Me? I’ll go ahead and put it out there: I’m stressed…but managing.

Between the sweeping effects of the Coronavirus, the resulting economic downturn, and the recent devastation that the Nashville Tornado served us up, these times are starting to feel downright Biblical.  

And yet I think to myself, “Wait a minute, this is actually nothing new!” As the old saying goes: This too shall pass.

In fact, I’ve had to keep reminding myself that we’re better equipped technologically to meet the daunting demands of our plight.   We have definitely been through worse.  

I know I know—still stressed.

Spoiler alert: This is not the last natural disaster, medical scare, or economic fallout we’ll face.  

There will always be something to stress you out.  Life is chock full of reasons.  However, we will also always have the choice to lean into it or become enslaved to it.   

In light of this, I believe our work is not learning how to avoid stress—it’s learning how to relate to it.

Today, I want to briefly unpack why stress can be harmful to our overall neurobiology and physicality. Hopefully, it will equip us in these uncertain times and also serve as a wakeup call for those of us proudly touting our epic workloads, deadlines, and lack of sleep around like we’ve just won a Nobel Peace Prize. 

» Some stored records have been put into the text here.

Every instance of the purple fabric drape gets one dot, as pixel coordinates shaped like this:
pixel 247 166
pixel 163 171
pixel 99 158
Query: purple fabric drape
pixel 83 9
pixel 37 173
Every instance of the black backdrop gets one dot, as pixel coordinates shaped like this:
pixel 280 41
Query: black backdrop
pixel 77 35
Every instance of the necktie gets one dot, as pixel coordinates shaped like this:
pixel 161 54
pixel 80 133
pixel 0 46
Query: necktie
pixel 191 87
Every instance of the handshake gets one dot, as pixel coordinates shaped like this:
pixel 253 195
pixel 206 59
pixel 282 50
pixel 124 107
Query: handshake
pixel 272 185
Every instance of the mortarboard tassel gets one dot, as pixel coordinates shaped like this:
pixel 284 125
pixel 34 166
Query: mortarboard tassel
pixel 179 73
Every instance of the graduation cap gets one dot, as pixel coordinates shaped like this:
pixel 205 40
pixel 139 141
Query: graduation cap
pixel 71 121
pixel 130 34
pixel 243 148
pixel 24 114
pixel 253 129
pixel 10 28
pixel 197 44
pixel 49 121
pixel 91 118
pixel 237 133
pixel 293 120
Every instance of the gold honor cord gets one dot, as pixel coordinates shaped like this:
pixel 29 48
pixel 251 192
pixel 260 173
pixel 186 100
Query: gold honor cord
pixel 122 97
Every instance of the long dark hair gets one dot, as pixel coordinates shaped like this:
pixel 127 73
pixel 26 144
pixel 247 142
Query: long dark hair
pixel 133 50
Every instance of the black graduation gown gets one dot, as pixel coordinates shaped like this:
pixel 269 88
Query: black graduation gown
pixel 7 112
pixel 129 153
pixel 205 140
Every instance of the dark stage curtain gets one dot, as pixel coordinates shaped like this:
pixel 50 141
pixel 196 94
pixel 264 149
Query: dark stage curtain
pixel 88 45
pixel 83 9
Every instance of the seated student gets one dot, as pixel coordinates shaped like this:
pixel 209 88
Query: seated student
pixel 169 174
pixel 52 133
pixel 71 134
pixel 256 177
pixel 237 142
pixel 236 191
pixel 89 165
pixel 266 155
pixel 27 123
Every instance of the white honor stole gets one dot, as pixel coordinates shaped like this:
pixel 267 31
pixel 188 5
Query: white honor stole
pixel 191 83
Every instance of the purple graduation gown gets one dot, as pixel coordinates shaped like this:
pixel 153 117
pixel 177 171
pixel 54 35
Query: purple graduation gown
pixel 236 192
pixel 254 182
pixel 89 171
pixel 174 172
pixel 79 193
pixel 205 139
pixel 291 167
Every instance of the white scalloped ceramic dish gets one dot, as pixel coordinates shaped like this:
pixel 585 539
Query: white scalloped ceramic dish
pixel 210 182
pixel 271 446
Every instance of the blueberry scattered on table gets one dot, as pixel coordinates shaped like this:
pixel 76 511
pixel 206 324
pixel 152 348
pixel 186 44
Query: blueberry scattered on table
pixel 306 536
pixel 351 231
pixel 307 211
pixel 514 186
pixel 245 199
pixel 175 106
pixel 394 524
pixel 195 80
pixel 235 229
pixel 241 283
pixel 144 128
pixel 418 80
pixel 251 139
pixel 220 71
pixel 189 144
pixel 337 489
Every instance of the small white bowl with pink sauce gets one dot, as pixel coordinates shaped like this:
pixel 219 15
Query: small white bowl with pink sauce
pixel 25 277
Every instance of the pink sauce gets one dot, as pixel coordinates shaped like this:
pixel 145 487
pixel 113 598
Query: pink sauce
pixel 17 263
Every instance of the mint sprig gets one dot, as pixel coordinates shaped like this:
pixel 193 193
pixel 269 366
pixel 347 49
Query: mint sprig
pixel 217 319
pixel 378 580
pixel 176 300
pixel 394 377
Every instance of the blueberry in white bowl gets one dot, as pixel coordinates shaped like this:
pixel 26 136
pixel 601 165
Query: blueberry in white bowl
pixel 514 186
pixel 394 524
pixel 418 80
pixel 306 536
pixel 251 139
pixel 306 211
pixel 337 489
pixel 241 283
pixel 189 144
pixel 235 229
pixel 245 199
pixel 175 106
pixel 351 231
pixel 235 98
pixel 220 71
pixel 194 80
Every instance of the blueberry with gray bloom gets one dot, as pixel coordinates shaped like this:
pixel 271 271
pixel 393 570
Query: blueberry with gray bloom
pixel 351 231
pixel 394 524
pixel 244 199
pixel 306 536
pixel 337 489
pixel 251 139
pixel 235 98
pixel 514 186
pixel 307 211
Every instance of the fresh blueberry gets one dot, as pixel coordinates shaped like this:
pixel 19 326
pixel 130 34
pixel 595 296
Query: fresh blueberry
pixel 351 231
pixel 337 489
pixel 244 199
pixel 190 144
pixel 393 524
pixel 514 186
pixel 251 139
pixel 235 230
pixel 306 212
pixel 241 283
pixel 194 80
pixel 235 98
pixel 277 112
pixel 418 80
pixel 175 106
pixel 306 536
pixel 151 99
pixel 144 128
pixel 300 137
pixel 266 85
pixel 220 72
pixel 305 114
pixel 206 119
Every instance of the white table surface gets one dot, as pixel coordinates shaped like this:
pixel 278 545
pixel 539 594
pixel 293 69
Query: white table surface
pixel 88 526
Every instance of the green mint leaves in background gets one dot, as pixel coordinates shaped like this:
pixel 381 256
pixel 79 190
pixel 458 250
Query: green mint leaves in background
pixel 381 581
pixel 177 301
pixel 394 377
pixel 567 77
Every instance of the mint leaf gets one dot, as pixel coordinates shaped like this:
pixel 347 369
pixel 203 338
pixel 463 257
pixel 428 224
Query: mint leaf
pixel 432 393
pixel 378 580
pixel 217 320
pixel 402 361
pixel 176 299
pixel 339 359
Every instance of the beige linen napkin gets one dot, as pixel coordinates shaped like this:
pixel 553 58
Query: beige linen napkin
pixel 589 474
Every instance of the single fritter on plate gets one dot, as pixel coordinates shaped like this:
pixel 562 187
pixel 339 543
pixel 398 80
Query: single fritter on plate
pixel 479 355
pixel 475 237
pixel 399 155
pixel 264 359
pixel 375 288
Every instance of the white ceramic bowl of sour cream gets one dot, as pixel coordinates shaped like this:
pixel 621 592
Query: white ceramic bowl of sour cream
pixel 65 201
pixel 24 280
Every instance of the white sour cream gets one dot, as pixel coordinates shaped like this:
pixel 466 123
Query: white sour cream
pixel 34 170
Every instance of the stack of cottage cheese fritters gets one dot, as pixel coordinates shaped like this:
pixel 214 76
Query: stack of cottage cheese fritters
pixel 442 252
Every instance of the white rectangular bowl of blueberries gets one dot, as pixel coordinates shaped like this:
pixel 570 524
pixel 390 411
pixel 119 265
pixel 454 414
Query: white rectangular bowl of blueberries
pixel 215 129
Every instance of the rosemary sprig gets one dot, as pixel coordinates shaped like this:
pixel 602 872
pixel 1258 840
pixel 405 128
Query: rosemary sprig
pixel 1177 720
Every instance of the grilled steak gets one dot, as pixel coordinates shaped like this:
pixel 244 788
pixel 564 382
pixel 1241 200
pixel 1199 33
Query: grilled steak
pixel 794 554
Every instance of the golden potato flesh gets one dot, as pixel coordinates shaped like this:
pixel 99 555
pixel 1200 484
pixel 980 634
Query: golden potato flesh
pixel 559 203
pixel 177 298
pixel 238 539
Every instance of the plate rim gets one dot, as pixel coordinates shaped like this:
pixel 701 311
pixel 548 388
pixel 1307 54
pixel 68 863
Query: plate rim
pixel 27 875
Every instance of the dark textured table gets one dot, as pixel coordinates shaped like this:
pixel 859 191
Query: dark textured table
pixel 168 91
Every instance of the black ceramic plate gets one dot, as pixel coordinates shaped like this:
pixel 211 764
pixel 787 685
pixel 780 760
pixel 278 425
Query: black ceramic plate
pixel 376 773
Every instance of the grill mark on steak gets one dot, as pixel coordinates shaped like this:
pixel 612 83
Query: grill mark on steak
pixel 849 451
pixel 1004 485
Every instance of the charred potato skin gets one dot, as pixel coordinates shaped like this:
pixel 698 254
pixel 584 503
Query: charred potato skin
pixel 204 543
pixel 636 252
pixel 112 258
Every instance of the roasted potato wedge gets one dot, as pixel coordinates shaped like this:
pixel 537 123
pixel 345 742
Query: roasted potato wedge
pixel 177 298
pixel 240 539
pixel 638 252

First off, not all stress is bad, nor are the hormones stress creates in the body as a result.  They ebb and flow throughout the day in order to help us adjust to the stressors of normal, everyday life.  Moments like waking up (no joke!), getting to work on time, giving a presentation, getting a traffic ticket, and even being surprised on your birthday all require shifts in our internal ecosystem to stay regulated. 

More good news, stress is highly manageable.  We’ll look at ways to do so a bit later.  

Long-term stress left unchecked, however, is a different beast.  Our bodies and brains weren’t created to undergo this brand of stress and anxiety.  In fact, in as much as we think we’re being responsible and hardworking, we are directly inflicting ongoing toxic wounds on ourselves.  This eventually will show in the form of negative, noticeable emotional and physical symptoms.  

Neuroscientists at the University of California, Berkeley, have discovered that chronic stress produces long-term changes in brain structure and function.  This sheds light on the fact that youngsters exposed to ongoing stress early in life likely will develop mental illness and mood disorders such as anxiety, depression, insomnia, and even learning difficulties.  

As a natural line of defense, our adrenal glands produce a hormone called Cortisol when we’re met with stressful situations as part of the fight-or-flight mechanism.  With good stress (eustress) these levels balance out once the threat of danger has passed and the body and brain return to normal.  

However, in a state of chronic stress (distress), our friend Cortisol has no outlet to release and the body stays locked in this hyper fight-or-flight mechanism. This survival mechanism must be released physically from the body and when it’s not, cortisol levels skyrocket in the blood, declaring war on our mind and body.  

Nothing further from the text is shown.